FIG. 13 schematically illustrates a cross-sectional view of the conventional SOI semiconductor device described in the above publication. As shown in FIG. 13, the SOI semiconductor device includes a voltage dividing structure, a first potential distribution improving structure, and a second potential distribution improving structure for obtaining a high breakdown voltage. The voltage dividing structure includes a thick BOX layer 52, several μm in thickness, formed on a semiconductor substrate 51 and beneath a p-type anode region 55, that divides the breakdown voltage. The first potential distribution improving structure reduces the edge curvature beneath an n-type cathode region 54 by changing the impurity concentration in multiple steps to prevent breakdown from occurring in the edge portion beneath the n-type cathode region 54. The second potential distribution improving structure uses a very resistive thin film 53 including one end connected to an anode electrode 57 formed on the p-type anode region 55 and the opposite end connected to a cathode electrode 56 formed on the n-type cathode region 54. The thick BOX layer 52 described above is usually expensive since it is formed by joining together silicon wafers, each having an oxide film thereon, and polishing one of the wafers. The very resistive polysilicon thin film 53 formed in the surface has reliability problems in the high temperature and high humidity environments.

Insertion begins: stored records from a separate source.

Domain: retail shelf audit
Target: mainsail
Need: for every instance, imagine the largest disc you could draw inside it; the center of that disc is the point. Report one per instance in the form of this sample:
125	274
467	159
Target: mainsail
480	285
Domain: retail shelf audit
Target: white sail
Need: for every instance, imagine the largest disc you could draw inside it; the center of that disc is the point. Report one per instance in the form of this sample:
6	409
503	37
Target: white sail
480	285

Japanese Patent Application Hei. 7 (1995)-122750 discloses a structure that reduces the capacitance between the drain and source of a vertical MOSFET employing the separation by an implanted oxygen (hereinafter referred to as the “SIMOX”) technique that facilitates forming a buried oxide film locally in an arbitrary region by implanting oxygen ions. The structure here does not necessarily focus its target of a structure for sustaining the breakdown voltage of lateral semiconductor devices.

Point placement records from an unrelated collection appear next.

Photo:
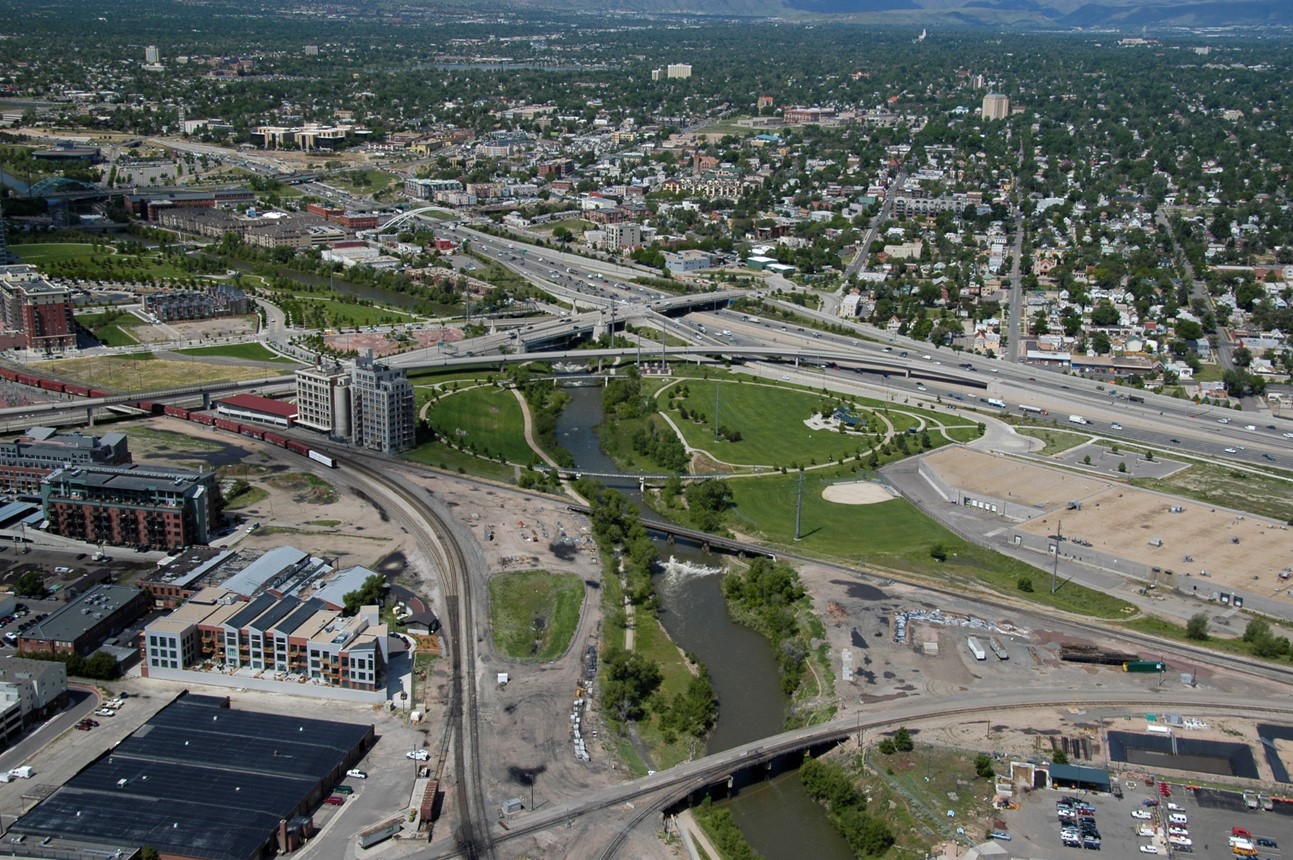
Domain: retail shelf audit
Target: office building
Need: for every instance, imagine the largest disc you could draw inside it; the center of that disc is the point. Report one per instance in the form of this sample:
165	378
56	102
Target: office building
132	506
996	106
26	461
83	623
623	234
36	314
382	406
323	400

Japanese Patent Application Hei. 8 (1996)-64687 discloses a semiconductor apparatus that facilitates high-speed operations without affecting the provision of a higher breakdown voltage by electrically connecting lateral MOSFETs spaced apart from each other by a SOI structure. The lateral MOSFETs are connected electrically to each other with a very resistive region disposed below a buried oxide film formed below the MOSFETs.
Japanese Patent Application 2003-303828 discloses a technique for forming a buried oxide film below the emitter region of a lateral bipolar transistor for realizing a high amplification factor and low base resistance simultaneously in the lateral bipolar transistor.

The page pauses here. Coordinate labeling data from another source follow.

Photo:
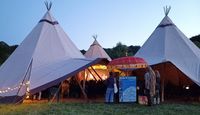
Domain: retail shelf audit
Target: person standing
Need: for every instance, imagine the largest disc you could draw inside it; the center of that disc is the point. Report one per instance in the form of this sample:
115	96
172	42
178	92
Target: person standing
110	88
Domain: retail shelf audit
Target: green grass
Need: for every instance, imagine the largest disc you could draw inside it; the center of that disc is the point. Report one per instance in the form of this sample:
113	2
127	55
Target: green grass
99	109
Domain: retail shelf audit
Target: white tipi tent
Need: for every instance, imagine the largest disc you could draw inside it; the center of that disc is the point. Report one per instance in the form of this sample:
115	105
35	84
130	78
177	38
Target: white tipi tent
45	58
167	44
96	51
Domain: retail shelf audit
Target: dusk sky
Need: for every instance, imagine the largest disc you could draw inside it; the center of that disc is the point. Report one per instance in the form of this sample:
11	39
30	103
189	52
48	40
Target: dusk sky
128	21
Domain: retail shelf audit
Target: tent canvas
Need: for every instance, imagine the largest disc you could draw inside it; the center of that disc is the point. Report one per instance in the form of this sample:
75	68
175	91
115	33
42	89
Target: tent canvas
43	59
96	51
168	44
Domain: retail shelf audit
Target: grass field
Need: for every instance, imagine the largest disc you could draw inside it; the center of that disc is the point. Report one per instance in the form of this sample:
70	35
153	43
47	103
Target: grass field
99	109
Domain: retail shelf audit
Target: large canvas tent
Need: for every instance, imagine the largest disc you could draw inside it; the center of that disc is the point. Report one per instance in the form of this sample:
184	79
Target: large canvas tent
170	51
46	57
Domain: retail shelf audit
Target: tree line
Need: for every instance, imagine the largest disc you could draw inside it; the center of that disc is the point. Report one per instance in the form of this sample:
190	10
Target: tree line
120	50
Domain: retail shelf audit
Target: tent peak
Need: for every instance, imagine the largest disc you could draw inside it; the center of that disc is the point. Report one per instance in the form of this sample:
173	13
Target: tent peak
166	10
48	5
95	37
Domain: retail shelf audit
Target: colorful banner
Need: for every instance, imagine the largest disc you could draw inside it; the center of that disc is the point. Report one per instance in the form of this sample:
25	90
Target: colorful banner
127	89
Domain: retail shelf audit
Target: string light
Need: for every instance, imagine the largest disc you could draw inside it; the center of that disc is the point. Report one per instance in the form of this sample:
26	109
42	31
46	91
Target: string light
9	89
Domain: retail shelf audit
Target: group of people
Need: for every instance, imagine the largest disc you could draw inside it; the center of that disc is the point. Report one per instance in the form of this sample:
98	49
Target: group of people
152	86
151	90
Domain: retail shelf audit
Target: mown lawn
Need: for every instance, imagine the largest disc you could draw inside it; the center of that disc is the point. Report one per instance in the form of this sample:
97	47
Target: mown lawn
99	109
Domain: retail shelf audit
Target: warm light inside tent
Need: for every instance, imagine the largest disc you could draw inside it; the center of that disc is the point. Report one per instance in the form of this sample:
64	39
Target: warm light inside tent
187	87
102	67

Japanese Patent Application 2000-357665 discloses a SIMOX method that facilitates forming a thin buried oxide film locally. Recently, the techniques for forming a thin buried oxide film by the SIMOX method have been advanced remarkably.
A SOI structure is obtained by the aforementioned SIMOX method that forms a thin buried oxide film by combining oxygen ion implantation and subsequent annealing. Therefore, SOI semiconductor devices have been obtained with low manufacturing costs. Nonetheless, since the buried oxide film formed by the SIMOX method is very thin, several hundreds nm or thinner, it is difficult to obtain a high breakdown voltage. Therefore, the SIMOX method is evaluated to be a method for forming a SOI oxide film suited mainly for obtaining a logic circuit IC exhibiting a low breakdown voltage.
In view of the foregoing, there remains a need for a SOI lateral semiconductor device that facilitates a high breakdown voltage while sustaining low switching losses even when the SOI lateral semiconductor device includes a thin buried oxide film formed therein by a SIMOX method. The present invention addresses this need.